The government’s concern over the poor performance of four state-owned general insurance companies is understandable—the government is a major shareholder and these companies, once market leaders, are losing market share steadily. The thing is that the decline is perhaps irreversible and the government, as of now, doesn’t politically have the option of getting out before its shareholding takes more knocks.
Until recently, it didn’t even have the option for passing a plain vanilla bill like raising the FDI limit in insurance. Private sector general insurers had cornered 26.3% of the gross premium underwritten in the non-life sector before detarrification of the industry in 2006-07. They continue to poach more business away despite the widely-held belief that detarrification would allow public sector insurers to offer more competitive pricing and therefore get more custom.
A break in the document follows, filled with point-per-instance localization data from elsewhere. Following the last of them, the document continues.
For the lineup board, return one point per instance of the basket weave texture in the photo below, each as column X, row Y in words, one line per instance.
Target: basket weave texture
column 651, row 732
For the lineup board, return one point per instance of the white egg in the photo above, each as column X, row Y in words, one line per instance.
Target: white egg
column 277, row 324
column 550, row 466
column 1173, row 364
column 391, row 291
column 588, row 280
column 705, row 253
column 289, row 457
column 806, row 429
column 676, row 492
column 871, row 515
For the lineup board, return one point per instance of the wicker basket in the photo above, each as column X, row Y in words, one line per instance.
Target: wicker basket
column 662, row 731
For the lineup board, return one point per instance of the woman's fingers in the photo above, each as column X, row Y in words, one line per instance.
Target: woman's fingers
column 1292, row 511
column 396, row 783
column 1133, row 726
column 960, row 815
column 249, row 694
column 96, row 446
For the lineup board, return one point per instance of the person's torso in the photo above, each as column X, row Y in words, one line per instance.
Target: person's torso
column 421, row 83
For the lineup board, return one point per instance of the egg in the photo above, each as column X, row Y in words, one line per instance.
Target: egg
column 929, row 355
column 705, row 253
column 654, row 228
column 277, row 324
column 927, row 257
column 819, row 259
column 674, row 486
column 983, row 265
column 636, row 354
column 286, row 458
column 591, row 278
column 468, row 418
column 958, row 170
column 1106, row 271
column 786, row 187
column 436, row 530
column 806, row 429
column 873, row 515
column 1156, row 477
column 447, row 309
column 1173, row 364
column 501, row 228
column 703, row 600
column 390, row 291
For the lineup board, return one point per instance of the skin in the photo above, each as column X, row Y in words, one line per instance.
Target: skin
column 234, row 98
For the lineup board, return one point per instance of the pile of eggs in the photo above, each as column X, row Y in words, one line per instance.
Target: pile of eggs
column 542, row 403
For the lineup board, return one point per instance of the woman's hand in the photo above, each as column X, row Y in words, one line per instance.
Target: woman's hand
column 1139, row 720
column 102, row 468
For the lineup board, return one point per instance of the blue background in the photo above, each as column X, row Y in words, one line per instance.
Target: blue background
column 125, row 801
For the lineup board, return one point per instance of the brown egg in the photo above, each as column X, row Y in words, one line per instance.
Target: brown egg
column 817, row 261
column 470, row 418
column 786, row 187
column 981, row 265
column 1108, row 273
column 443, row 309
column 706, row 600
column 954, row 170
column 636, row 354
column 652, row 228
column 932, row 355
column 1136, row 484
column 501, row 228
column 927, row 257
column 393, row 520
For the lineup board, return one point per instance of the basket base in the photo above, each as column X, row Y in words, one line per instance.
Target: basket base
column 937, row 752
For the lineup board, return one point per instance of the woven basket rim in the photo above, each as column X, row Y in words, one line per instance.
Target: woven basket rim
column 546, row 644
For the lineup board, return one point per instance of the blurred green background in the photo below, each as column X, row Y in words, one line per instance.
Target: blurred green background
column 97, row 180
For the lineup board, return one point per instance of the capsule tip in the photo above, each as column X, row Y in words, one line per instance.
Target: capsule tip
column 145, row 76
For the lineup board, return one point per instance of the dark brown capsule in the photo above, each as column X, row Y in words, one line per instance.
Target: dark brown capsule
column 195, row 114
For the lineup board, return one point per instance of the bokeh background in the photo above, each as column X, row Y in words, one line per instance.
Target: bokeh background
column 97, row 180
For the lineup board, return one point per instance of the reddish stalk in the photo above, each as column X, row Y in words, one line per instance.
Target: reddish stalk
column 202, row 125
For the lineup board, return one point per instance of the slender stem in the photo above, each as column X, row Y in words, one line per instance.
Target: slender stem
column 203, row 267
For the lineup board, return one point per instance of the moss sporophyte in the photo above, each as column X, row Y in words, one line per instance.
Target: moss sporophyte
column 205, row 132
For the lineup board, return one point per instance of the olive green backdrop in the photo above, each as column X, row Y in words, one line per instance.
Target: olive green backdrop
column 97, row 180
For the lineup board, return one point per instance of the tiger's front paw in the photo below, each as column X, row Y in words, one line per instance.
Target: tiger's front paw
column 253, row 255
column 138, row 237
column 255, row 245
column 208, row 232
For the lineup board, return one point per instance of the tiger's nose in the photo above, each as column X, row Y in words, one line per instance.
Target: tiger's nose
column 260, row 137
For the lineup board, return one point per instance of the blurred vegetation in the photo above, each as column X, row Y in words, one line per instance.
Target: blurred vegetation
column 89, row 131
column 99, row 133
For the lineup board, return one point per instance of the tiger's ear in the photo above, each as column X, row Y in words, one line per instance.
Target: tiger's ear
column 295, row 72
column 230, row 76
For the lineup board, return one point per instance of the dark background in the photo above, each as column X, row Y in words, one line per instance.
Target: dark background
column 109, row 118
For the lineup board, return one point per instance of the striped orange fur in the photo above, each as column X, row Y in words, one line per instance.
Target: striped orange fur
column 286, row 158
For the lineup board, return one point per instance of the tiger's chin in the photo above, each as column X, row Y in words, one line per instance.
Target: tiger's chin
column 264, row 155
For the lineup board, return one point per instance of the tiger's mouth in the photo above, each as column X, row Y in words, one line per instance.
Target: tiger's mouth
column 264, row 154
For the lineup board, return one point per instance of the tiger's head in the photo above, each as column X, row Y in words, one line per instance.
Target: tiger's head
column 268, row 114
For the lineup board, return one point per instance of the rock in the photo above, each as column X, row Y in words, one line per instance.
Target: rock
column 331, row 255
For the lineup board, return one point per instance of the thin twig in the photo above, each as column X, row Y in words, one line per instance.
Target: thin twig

The share of gross premium underwritten by public sector insurers continues to decline while that of the 10 private sector general insurance companies has shot up—to 34.9% in 2006-07 and to 39.9% in 2007-08. One telling data explains this: salary and employee benefits account for nearly four-fifths of total operating expenses of state insurers compared to between one-fifth and two-fifths for private insurers. Another example of public sector management: ratio of net incurred claims to premiums is around 85% as compared to 68% for private insurers.
Indeed, the problem with general insurance is there’s too little private enterprise. India is doing better, in terms of global norms, in life than non-life insurance. Life insurance penetration ratio (the ratio of premium paid to GDP) for India has steadily gone up from 2.53% in 2004 to 4.1%, very close to the global average. But non-life insurance penetration ratio has gone down from 0.65% to 0.60% during the same period and is just about one fifth the global average.
Clearly, the sector needs a boost from fresh participants. Passing the insurance FDI bill may be the incentive needed for getting more players. India, by the way, has had an experience of hosting a large number of non-life insurers. In 1972, prior to nationalisation, there were 107 general insurance companies. Imagine the business opportunities in an economy unrecognisably bigger and better than it was in 1972.